An Iranian woman walks past a huge mural of Iran's flag, in the Enghelab (Revolution) avenue in downtown Tehran, September 12, 2023.
An Iranian woman walks past a huge mural of Iran's flag, in the Enghelab (Revolution) avenue in downtown Tehran, September 12, 2023.
Morteza Nikoubazl/NurPhoto via Reuters

10: Under a new law passed Wednesday, Iranian women could be jailed for up to ten years if they refuse to wear hijab. The crackdown comes just days after the one year anniversary of the death of Mahsa Amini, who died in state custody after the morality police arrested her for not wearing hijab properly.

17: A group of 17 prominent authors are suing OpenAI, the company behind ChatGPT, accusing the company of “systematic theft on a mass scale.” The suit says ChatGPT has violated their copyright protections because it draws upon their texts to build its language models and responses. The complaint also alleges that ChatGPT can be used to plagiarize them, and includes examples for each writer — including a Game of Thrones prequel called “Dawn of Direwolves”. (Can I read it? - Matt)

472,000: As President Joe Biden left the Big Apple late Wednesday, his administration announced that Venezuelans already in the country could legally live and work in the US for the next 18 months. The decision will affect 472,000 Venezuelans nationwide and roughly half of New York City’s migrants, letting them support themselves and easing the strain on New York’s social safety net. (For more on the situation in New York, see our explainer).

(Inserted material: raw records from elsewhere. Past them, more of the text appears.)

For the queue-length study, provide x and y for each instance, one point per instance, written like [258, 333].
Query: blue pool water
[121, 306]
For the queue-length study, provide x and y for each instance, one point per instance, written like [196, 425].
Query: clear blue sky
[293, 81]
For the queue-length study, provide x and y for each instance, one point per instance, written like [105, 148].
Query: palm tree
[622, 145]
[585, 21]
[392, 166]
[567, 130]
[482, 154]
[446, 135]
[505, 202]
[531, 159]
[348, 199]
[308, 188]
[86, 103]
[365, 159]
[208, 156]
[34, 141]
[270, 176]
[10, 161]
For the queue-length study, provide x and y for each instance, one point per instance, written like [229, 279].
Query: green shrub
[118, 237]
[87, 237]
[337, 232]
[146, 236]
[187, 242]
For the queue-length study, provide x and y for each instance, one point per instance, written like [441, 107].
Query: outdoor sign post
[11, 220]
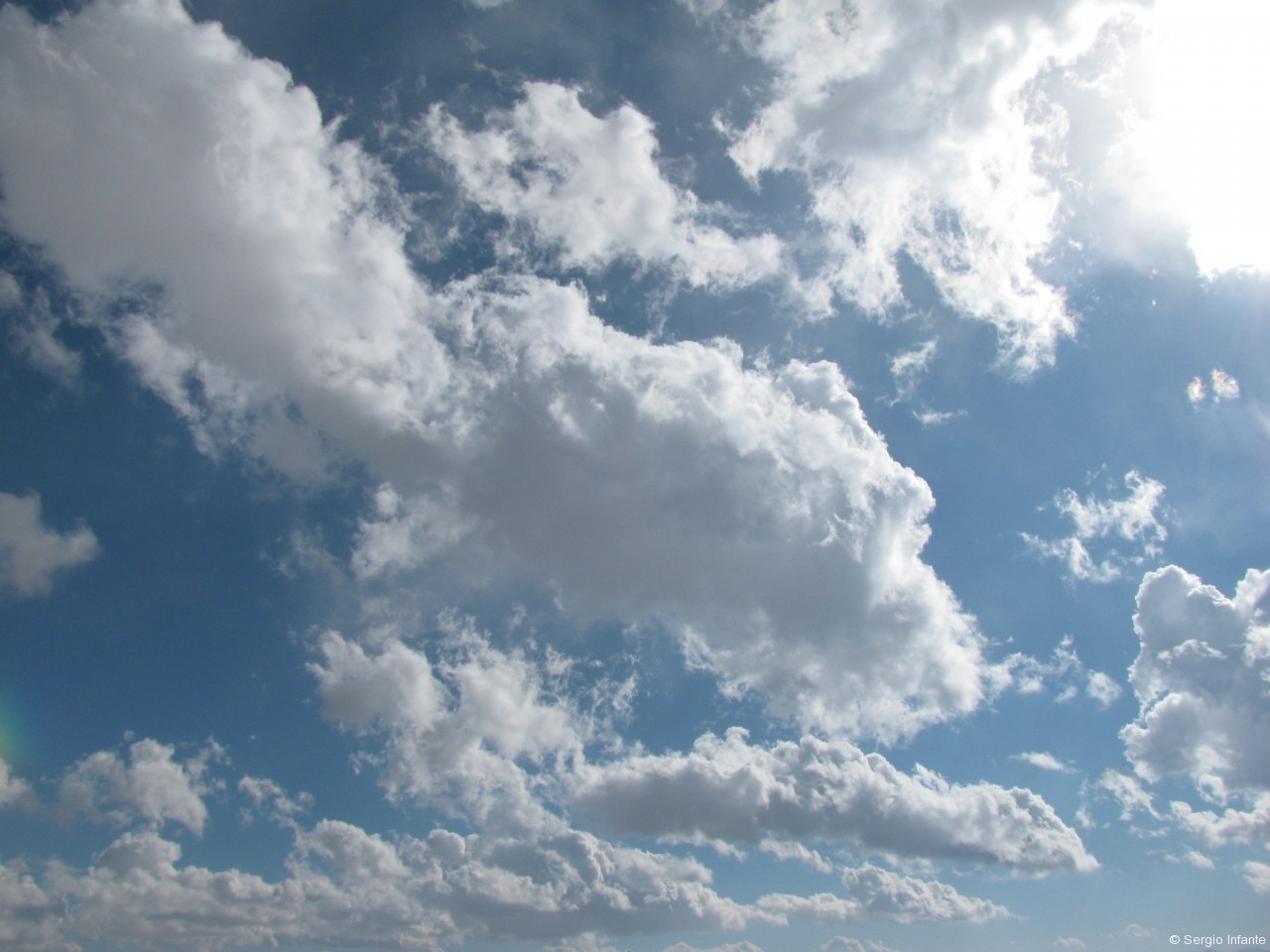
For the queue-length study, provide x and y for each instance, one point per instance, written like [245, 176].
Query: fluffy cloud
[921, 132]
[753, 512]
[32, 333]
[1065, 671]
[347, 888]
[14, 791]
[590, 185]
[1201, 679]
[1224, 388]
[729, 789]
[1257, 876]
[1046, 762]
[881, 893]
[460, 733]
[146, 785]
[1133, 520]
[32, 555]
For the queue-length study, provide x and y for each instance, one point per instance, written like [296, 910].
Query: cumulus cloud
[1257, 876]
[926, 135]
[33, 555]
[148, 784]
[14, 791]
[1223, 388]
[729, 789]
[1044, 762]
[1201, 680]
[841, 943]
[350, 888]
[1133, 520]
[761, 518]
[33, 333]
[1064, 673]
[880, 893]
[590, 185]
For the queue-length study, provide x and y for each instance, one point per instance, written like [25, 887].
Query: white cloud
[592, 186]
[1044, 762]
[32, 555]
[1230, 825]
[1223, 388]
[349, 888]
[1201, 679]
[926, 134]
[1065, 673]
[14, 791]
[731, 791]
[32, 333]
[1129, 793]
[880, 893]
[148, 785]
[1133, 520]
[760, 516]
[841, 943]
[1257, 876]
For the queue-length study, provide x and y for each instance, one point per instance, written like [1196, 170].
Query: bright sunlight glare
[1206, 141]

80,000: India announced it would suspend visas for Canadians amid the ongoing row over the assassination of Hardeep Singh Nijjar. Last year about 80,000 Canadians visited India. Should Canada reciprocate, it could threaten the visa status of over 320,000 Indian students in Canadian universities.

30: The central bank in Turkey raised interest rates by an aggressive 5 percentage points to 30%, as official inflation rates topped 58%. It’s part of a major reversal of the Erdogan administration’s policy after winning re-election back in May: the previous economic team insisted on cutting rates even as prices soared.

(Department of Corrections: While we’re talking interest rates, in yesterday’s edition we mistakenly said the Fed’s rate pause was their first in 18 months. In fact, they decided on a pause in June, 2023 as well. We regret the error and hope it doesn’t affect your rate of interest in the Daily)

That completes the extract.